Sudan activists announce strikes, reject power-sharing with army


Sudan’s protest movement has announced two days of nationwide strikes, rejecting internationally backed initiatives to return to a power-sharing arrangement with the military following last week’s coup.

The Sudanese Professionals Association (SPA), which spearheaded a popular uprising that led to the removal of longtime ruler Omar al-Bashir in 2019, said late on Friday that mediation initiatives which “seek a new settlement” between the military and civilian leaders would “reproduce and worsen” the country’s crisis.

The association, which has a presence across the country, promised to continue protesting until a civilian government is established to lead the transition towards full civilian rule.

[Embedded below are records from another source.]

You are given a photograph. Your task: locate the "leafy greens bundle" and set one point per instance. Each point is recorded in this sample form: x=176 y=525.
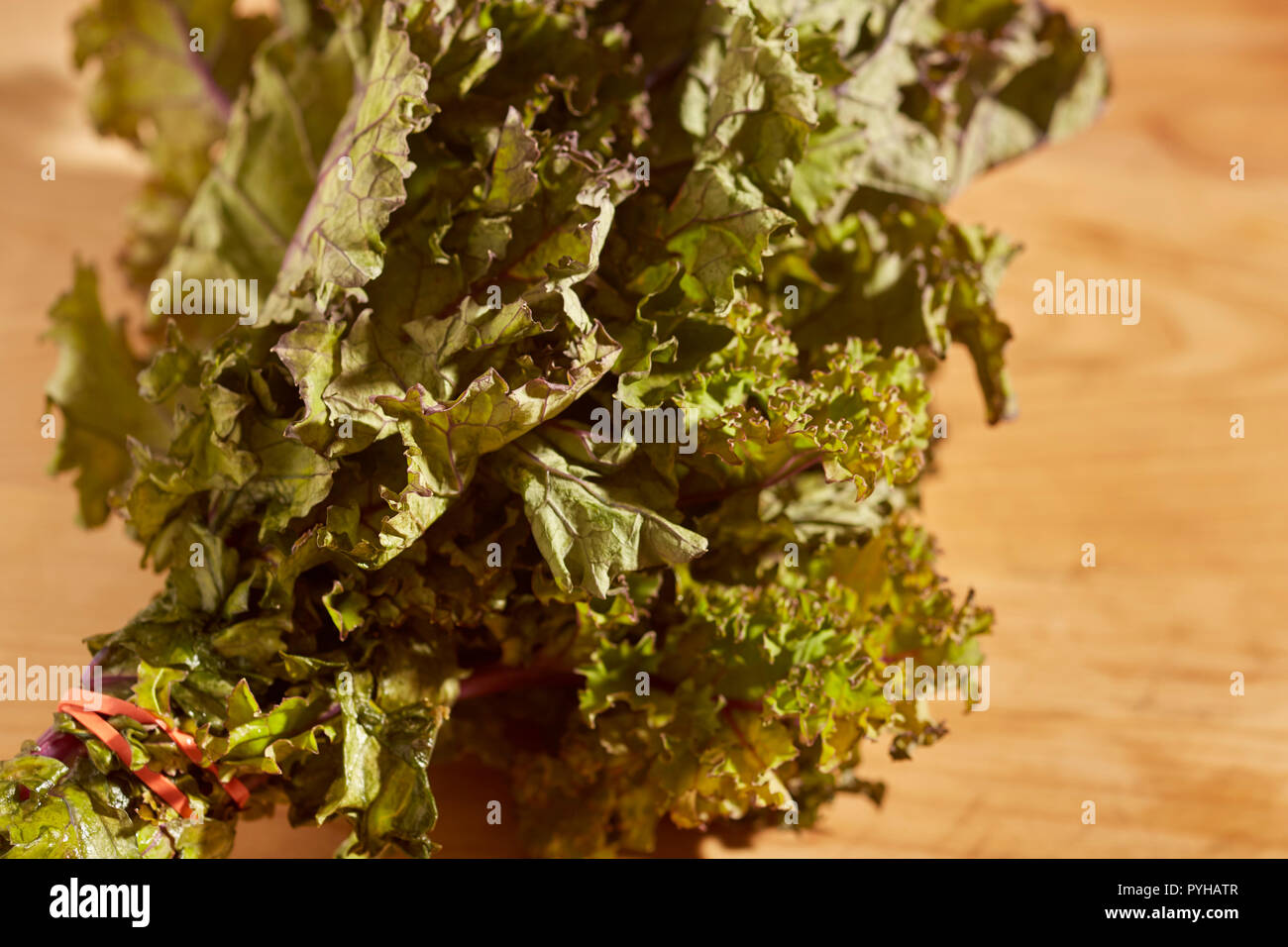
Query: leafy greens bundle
x=385 y=526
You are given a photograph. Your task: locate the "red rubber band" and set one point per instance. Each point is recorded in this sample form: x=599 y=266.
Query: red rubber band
x=85 y=706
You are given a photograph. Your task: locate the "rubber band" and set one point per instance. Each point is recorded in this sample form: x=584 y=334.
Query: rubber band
x=85 y=707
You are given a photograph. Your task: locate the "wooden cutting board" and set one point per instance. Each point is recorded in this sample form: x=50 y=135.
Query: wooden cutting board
x=1108 y=684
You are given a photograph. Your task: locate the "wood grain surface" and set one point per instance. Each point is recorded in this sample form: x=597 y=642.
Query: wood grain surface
x=1108 y=684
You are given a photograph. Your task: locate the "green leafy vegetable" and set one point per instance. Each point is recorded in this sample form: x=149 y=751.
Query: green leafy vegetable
x=390 y=530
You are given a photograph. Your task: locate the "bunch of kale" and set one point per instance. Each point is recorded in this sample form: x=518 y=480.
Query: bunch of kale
x=384 y=523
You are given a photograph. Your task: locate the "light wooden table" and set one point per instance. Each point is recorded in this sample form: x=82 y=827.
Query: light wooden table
x=1108 y=684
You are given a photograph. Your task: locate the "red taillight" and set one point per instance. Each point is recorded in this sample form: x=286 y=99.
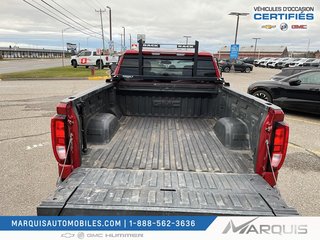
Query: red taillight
x=280 y=144
x=58 y=136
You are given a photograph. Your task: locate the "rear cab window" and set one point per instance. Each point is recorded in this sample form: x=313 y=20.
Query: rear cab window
x=168 y=66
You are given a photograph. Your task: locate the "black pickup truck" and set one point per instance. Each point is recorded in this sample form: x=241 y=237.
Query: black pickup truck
x=166 y=136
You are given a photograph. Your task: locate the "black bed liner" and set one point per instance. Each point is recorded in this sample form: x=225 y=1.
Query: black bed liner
x=187 y=144
x=165 y=166
x=96 y=191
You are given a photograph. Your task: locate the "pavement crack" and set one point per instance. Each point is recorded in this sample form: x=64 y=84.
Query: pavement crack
x=26 y=136
x=305 y=149
x=9 y=119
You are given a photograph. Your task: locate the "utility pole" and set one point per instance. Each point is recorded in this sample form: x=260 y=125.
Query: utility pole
x=110 y=25
x=124 y=38
x=255 y=46
x=187 y=38
x=238 y=14
x=101 y=11
x=121 y=42
x=111 y=45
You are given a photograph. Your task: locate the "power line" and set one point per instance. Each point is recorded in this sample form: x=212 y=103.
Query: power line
x=98 y=4
x=72 y=14
x=101 y=11
x=66 y=23
x=88 y=29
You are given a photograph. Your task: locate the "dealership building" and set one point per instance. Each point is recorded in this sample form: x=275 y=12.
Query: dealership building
x=250 y=51
x=16 y=52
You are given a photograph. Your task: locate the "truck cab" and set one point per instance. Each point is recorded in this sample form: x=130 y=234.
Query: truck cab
x=166 y=136
x=93 y=58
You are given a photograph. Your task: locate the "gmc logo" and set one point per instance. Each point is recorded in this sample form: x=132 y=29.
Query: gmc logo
x=299 y=26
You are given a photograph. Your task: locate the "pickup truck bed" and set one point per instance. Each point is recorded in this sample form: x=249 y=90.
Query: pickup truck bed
x=180 y=144
x=167 y=137
x=92 y=191
x=141 y=170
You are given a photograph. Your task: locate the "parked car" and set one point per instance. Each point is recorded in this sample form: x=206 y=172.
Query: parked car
x=266 y=62
x=275 y=62
x=257 y=62
x=314 y=63
x=297 y=63
x=299 y=92
x=238 y=66
x=284 y=63
x=286 y=72
x=249 y=60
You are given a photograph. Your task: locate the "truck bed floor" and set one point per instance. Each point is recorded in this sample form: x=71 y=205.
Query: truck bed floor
x=96 y=191
x=156 y=143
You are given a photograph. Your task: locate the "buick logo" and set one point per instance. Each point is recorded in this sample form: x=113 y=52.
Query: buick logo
x=284 y=27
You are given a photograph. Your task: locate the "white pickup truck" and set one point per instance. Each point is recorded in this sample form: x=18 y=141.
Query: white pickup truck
x=92 y=58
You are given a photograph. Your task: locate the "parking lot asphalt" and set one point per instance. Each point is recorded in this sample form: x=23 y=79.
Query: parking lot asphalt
x=19 y=65
x=28 y=170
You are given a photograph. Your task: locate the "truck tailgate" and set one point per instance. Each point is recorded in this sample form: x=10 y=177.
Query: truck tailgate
x=95 y=191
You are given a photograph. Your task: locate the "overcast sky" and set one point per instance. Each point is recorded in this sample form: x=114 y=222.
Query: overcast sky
x=164 y=21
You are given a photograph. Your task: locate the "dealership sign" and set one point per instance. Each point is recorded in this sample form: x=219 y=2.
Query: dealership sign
x=285 y=17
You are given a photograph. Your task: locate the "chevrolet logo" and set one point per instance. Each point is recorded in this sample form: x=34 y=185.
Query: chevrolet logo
x=268 y=26
x=299 y=26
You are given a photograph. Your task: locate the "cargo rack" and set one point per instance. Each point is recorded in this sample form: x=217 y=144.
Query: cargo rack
x=194 y=46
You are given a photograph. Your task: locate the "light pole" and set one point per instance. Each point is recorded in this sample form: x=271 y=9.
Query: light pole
x=255 y=46
x=121 y=42
x=101 y=23
x=124 y=38
x=187 y=38
x=63 y=55
x=238 y=14
x=87 y=42
x=110 y=27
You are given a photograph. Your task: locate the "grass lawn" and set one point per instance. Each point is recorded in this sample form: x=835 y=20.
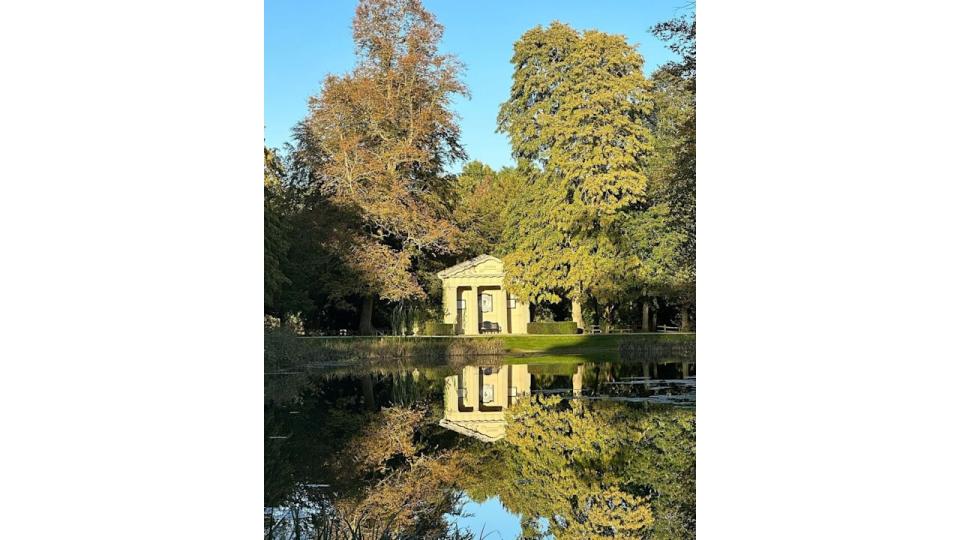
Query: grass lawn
x=581 y=343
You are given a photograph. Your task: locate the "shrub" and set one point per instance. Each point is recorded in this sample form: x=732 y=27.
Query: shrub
x=434 y=328
x=560 y=327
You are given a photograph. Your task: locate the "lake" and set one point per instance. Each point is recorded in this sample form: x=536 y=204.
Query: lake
x=482 y=447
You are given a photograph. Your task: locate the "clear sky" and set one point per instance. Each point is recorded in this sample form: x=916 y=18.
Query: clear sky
x=305 y=40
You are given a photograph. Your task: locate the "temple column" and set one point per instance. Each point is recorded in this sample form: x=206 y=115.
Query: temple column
x=500 y=308
x=471 y=321
x=450 y=304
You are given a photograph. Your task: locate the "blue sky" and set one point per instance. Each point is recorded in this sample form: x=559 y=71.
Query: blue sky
x=306 y=40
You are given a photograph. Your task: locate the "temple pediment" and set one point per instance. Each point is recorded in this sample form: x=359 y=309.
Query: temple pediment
x=482 y=266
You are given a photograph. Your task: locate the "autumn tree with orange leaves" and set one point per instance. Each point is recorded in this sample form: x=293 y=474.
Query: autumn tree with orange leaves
x=379 y=139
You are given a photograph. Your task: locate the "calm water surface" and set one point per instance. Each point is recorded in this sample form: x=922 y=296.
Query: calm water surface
x=484 y=447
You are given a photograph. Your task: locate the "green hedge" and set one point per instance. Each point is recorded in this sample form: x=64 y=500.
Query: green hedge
x=434 y=328
x=560 y=327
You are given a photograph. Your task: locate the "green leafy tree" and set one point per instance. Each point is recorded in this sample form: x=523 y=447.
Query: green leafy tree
x=574 y=119
x=275 y=243
x=675 y=126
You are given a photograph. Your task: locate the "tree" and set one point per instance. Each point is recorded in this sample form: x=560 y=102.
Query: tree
x=675 y=125
x=275 y=243
x=378 y=140
x=574 y=119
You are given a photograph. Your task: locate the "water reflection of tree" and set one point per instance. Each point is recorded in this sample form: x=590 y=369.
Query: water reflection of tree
x=364 y=453
x=594 y=469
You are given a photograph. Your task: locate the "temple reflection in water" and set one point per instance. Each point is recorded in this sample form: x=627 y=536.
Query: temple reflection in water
x=474 y=400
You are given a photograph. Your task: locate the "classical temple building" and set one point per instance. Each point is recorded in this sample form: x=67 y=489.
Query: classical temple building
x=476 y=301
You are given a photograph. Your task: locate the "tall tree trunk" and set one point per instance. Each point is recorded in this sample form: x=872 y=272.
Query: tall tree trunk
x=577 y=314
x=596 y=310
x=685 y=325
x=366 y=317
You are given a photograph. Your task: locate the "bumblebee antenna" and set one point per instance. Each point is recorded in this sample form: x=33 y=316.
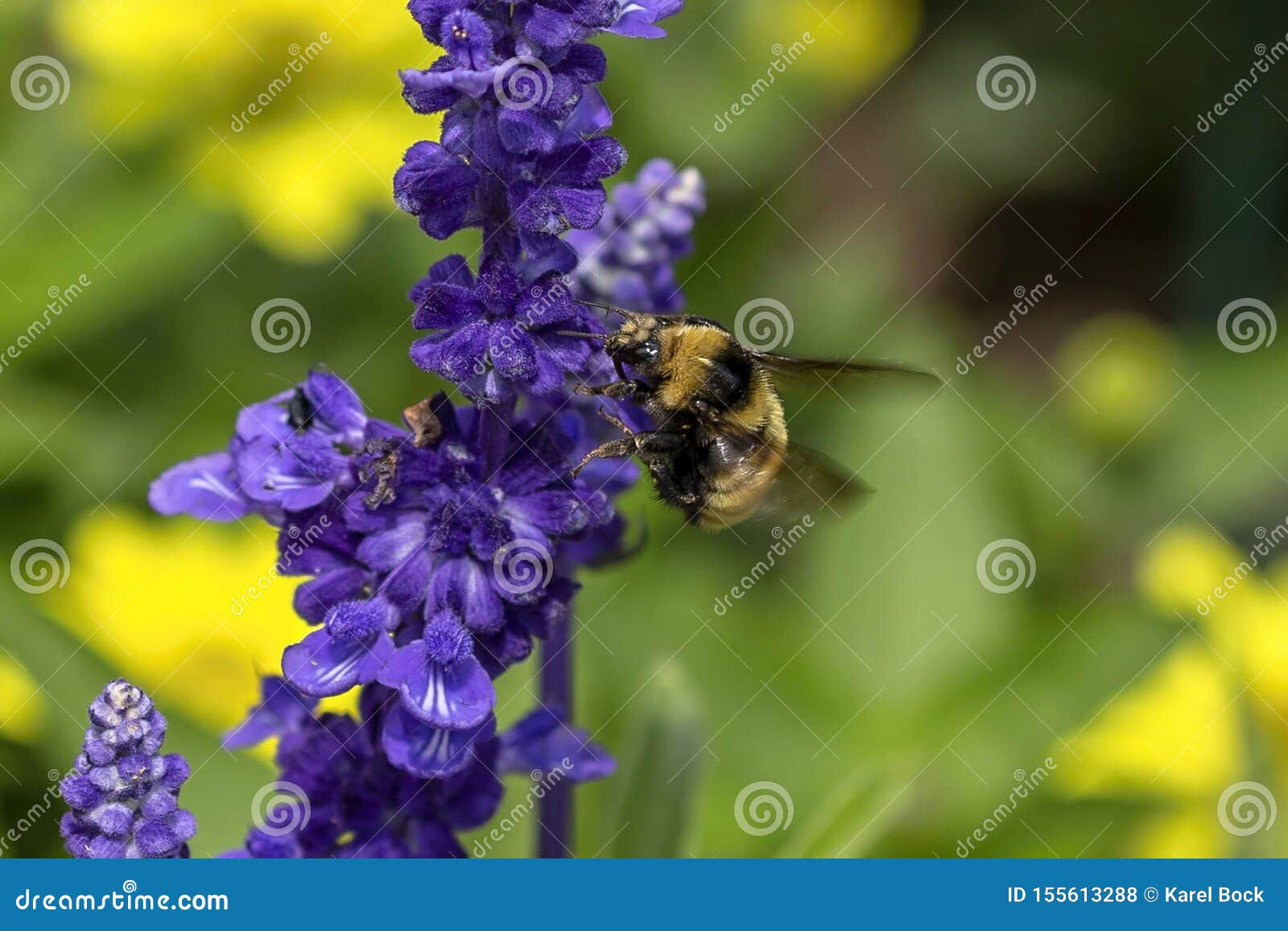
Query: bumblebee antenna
x=629 y=315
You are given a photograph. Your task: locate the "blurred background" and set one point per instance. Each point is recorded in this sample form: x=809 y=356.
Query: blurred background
x=1059 y=628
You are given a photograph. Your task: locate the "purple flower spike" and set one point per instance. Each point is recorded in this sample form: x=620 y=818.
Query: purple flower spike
x=438 y=677
x=435 y=555
x=352 y=649
x=122 y=793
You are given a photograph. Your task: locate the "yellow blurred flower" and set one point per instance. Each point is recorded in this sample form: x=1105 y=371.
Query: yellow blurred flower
x=1179 y=735
x=23 y=701
x=1174 y=733
x=289 y=111
x=1188 y=832
x=192 y=613
x=1125 y=374
x=845 y=44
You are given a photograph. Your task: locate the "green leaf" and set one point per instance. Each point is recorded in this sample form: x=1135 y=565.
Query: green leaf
x=660 y=772
x=852 y=817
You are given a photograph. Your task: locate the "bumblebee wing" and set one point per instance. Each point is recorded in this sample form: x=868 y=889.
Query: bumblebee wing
x=809 y=482
x=824 y=369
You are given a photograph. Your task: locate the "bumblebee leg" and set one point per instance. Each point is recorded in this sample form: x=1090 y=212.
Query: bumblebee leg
x=617 y=422
x=618 y=391
x=613 y=449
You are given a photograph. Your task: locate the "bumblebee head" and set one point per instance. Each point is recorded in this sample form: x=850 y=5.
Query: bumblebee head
x=637 y=343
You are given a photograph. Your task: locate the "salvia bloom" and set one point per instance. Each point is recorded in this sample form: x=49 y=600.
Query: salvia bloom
x=353 y=797
x=431 y=566
x=124 y=792
x=629 y=259
x=437 y=551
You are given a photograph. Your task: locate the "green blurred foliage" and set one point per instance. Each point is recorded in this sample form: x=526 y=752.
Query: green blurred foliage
x=869 y=675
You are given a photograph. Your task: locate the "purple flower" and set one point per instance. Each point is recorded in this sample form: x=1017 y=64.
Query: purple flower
x=435 y=556
x=289 y=454
x=629 y=259
x=438 y=677
x=281 y=710
x=358 y=804
x=522 y=155
x=495 y=332
x=352 y=649
x=122 y=792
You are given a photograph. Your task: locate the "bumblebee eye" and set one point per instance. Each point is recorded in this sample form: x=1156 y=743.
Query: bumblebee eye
x=643 y=354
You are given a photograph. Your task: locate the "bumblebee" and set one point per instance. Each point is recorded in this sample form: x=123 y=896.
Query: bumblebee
x=720 y=449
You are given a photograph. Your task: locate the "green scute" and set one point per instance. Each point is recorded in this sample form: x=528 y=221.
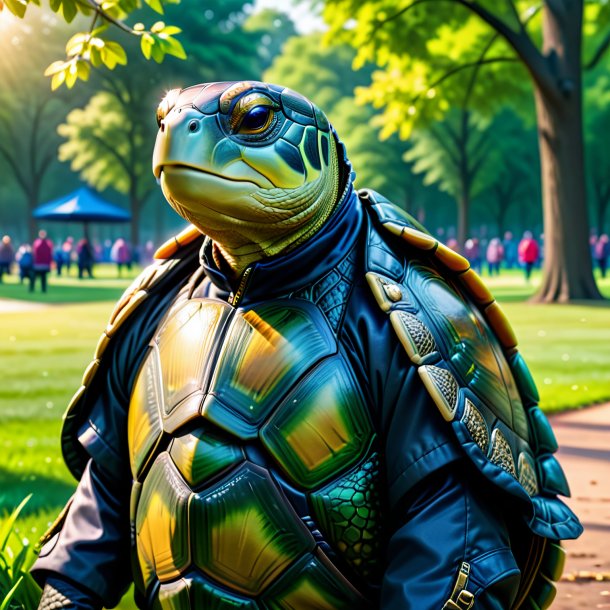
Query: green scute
x=202 y=455
x=314 y=585
x=469 y=345
x=195 y=593
x=243 y=533
x=349 y=513
x=320 y=429
x=266 y=350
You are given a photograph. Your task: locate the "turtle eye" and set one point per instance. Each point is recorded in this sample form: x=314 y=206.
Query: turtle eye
x=256 y=120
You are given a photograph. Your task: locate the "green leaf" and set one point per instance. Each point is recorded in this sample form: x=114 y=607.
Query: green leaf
x=117 y=51
x=58 y=80
x=71 y=76
x=146 y=44
x=95 y=56
x=69 y=10
x=17 y=7
x=83 y=69
x=156 y=5
x=170 y=30
x=157 y=52
x=99 y=30
x=9 y=596
x=172 y=46
x=55 y=67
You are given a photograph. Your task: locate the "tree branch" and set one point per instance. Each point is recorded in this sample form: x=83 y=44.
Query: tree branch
x=381 y=22
x=523 y=45
x=466 y=66
x=104 y=15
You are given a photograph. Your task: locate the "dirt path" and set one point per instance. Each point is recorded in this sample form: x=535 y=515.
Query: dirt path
x=584 y=441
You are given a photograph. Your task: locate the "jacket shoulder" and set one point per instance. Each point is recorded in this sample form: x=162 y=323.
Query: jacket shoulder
x=465 y=351
x=141 y=300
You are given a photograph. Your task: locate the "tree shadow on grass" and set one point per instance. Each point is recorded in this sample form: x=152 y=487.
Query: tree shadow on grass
x=47 y=493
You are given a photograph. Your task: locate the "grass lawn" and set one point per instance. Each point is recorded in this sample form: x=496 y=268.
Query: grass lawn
x=68 y=288
x=45 y=352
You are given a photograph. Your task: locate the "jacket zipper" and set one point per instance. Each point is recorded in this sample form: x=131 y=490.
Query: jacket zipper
x=461 y=599
x=239 y=293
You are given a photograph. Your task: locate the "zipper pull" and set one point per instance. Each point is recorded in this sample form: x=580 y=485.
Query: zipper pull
x=460 y=598
x=239 y=293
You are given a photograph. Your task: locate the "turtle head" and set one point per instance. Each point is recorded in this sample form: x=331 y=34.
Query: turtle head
x=247 y=162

Under the slogan of “No negotiations, no compromise, no power-sharing,” the association called for strikes and civil disobedience Sunday and Monday.

Al Jazeera’s Hiba Morgan reporting from Khartoum said that talks between the military headed by General Abdel Fattah al-Burhan and the civilian component Forces of Freedom and Change has so far failed to produce any results, despite mediation efforts.

Morgan said the SPA has called on civilians on Saturday evening “to set up barricades in neighbourhoods and on main streets to encourage people and to also reduce the number of people who would go to work on Sunday and Monday”.

Earlier this week, Nureldin Satti, Sudan’s ambassador to the United States, told Al Jazeera’s UpFront programme that the coup “cannot continue with the lisation that we have seen and that we are going to see in the next days and weeks”.

The Sudanese military seized power on October 25, dissolving the transitional administration and arresting dozens of government officials and politicians. The coup has been met with international outcry and massive protests in the streets of the capital, Khartoum, and elsewhere in the country.

Since the coup, the international community has accelerated mediation efforts to find a way out of the crisis, which threatens to further destabilise the already restive Horn of Africa region.

On Thursday, US Secretary of State Antony Blinken spoke separately by phone with the military leader, General Abdel Fattah al-Burhan, and Abdalla Hamdok, the deposed prime minister who was put under house arrest during the coup.

Blinken urged for an immediate return to a civilian-led government and the release of those detained in connection with the coup.

Sudan’s state-run SUNA news agency reported that al-Burhan promised to “complete the transition and preserve the country’s security … until reaching an elected civilian government”.